Commentary

TMD, its relevance to dentistry in general, and orthodontics in particular, has been a widely and sometimes acrimoniously debated topic.1, 2, 3, 4, 5 The conflict in orthodontic literature is directly related to the apparent lack of evidence on the role and contribution of occlusion as being a primary factor in TMD. The multifactorial nature of TMD with specific components related to muscle, joints and associated structures does not in any way diminish the relevance or importance to the clinical orthodontist, there is just no evidence to make occlusion the prime culprit and to that extent as a direct outcome assure patients of relief consequent to occlusal orthodontic therapy.

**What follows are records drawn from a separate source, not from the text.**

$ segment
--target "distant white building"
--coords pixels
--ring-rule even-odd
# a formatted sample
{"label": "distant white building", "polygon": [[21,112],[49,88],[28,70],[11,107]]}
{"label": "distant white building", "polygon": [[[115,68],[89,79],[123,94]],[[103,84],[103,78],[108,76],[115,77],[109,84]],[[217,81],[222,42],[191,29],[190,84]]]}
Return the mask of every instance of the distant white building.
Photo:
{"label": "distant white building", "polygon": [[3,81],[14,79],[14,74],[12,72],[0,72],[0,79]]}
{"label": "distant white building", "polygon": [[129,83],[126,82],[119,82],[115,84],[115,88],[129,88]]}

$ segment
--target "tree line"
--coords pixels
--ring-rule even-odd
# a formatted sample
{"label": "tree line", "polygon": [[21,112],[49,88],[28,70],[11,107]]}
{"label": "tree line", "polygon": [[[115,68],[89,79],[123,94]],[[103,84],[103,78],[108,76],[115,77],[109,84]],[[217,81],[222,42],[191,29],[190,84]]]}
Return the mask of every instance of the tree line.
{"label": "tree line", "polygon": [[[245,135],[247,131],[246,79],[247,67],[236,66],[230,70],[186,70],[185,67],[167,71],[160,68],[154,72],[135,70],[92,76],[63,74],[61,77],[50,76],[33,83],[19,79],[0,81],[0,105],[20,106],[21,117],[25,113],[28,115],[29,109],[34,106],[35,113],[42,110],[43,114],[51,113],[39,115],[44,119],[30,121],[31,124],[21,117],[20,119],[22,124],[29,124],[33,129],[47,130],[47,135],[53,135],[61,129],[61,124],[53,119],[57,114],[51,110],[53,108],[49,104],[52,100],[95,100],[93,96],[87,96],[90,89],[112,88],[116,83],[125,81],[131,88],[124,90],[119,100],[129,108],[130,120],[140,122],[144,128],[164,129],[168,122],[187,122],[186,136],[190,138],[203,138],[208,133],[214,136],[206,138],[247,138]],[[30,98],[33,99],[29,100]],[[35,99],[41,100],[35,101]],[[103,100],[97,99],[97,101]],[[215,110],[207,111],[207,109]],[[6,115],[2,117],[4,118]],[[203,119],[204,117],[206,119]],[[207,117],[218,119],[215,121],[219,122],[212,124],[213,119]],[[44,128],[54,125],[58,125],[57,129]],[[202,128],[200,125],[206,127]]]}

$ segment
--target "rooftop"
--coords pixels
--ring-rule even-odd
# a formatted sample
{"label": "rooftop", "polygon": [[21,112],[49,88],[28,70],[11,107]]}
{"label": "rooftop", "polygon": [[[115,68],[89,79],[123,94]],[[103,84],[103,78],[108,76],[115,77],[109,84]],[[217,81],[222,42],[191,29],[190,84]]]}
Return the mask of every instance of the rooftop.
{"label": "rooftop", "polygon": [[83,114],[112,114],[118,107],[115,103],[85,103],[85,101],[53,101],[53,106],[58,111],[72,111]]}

Most evidence suggests that orthodontic treatment can neither prevent nor cause TMD. If one looks for an association between strong skeletal disharmony and structural discrepancies in the craniofacial skeleton then some trends and clear directions emerge towards defining an enlarged envelope for orthognathic correction. A defined objective of good evidence is to indicate directions and trends that could help to redefine clinical practice, then this review traverses a large range of orthodontic literature. The conclusion, that there is a need for well-defined studies with standard criteria and classifications, is a common one in the evidence-based literature and one that has repeatedly highlighted the lack of good evidence in orthodontics. This rather diminishes the value of this review, since the authors were able to outline some vital associations between TMD and orthognathic surgery but, even more importantly, the quality assessment tool was strong enough to draw clear conclusions from hazy orthodontic literature — the major strength of the review.

The stated objectives here were explicit, to examine the association of orthognathic problems and TMD signs and symptoms, and to identify relevant literature that would document if interventions affected TMD symptoms. The inclusion criteria were balanced and well-defined, and the authors did well to deal with the problems, diversity and range of the published literature. A wide base of literature was incorporated, rather than deriving conclusions from a few selected RCT. The statistical analysis is descriptive and fits into the scope and content of the review. The authors defined fairly stringent outcome measures and criteria, and evaluation of the included studies was exhaustive.

The thought behind the new quality assessment scale has wider ramifications and should be complemented. All previously available tools have been directed only at epidemiological studies. It is an established fact that the orthodontic literature has few high-quality trials and studies from which conclusions may be drawn. To be able to incorporate and make inferences from cohort and case-controlled studies with specified criteria opens up a new arena in the assessment of orthodontic evidence. How bias can be eliminated, and the flow charts provided in the review, were well thought out, and could be the reference point for incorporating a much wider base of literature in controversial reviews.

The results do of course highlight the great variability between studies investigating the association of TMD and orthognathic treatment. The issue of heterogeneity also dogs the results, but some clear associations emerge. The greatest benefit in terms of reduction of TMD signs and symptoms with orthognathic surgery is in Class 2 patients, who showed a 50% improvement. It is also apparent that skeletal Class 3 and high angle cases have less than desired outcomes. The review provides some useful pointers about the association between skeletal deformity, TMD and outcome of orthognathic surgery. Evidence does not provide a clear correlation between occlusal, Skeletal and structural disharmony as the only or the primary contributory factor in TMD This does not alter the fact that an occlusal or structurally directed treatment regimen would contribute towards a favourable outcome of therapy.

The conclusions that there is a need for better designed studies with standard diagnostic criteria does not diminish the value of this review, given that it demonstrates how to encompass a larger body of literature, eliminate bias and provide strong indicators for modifying clinical directions.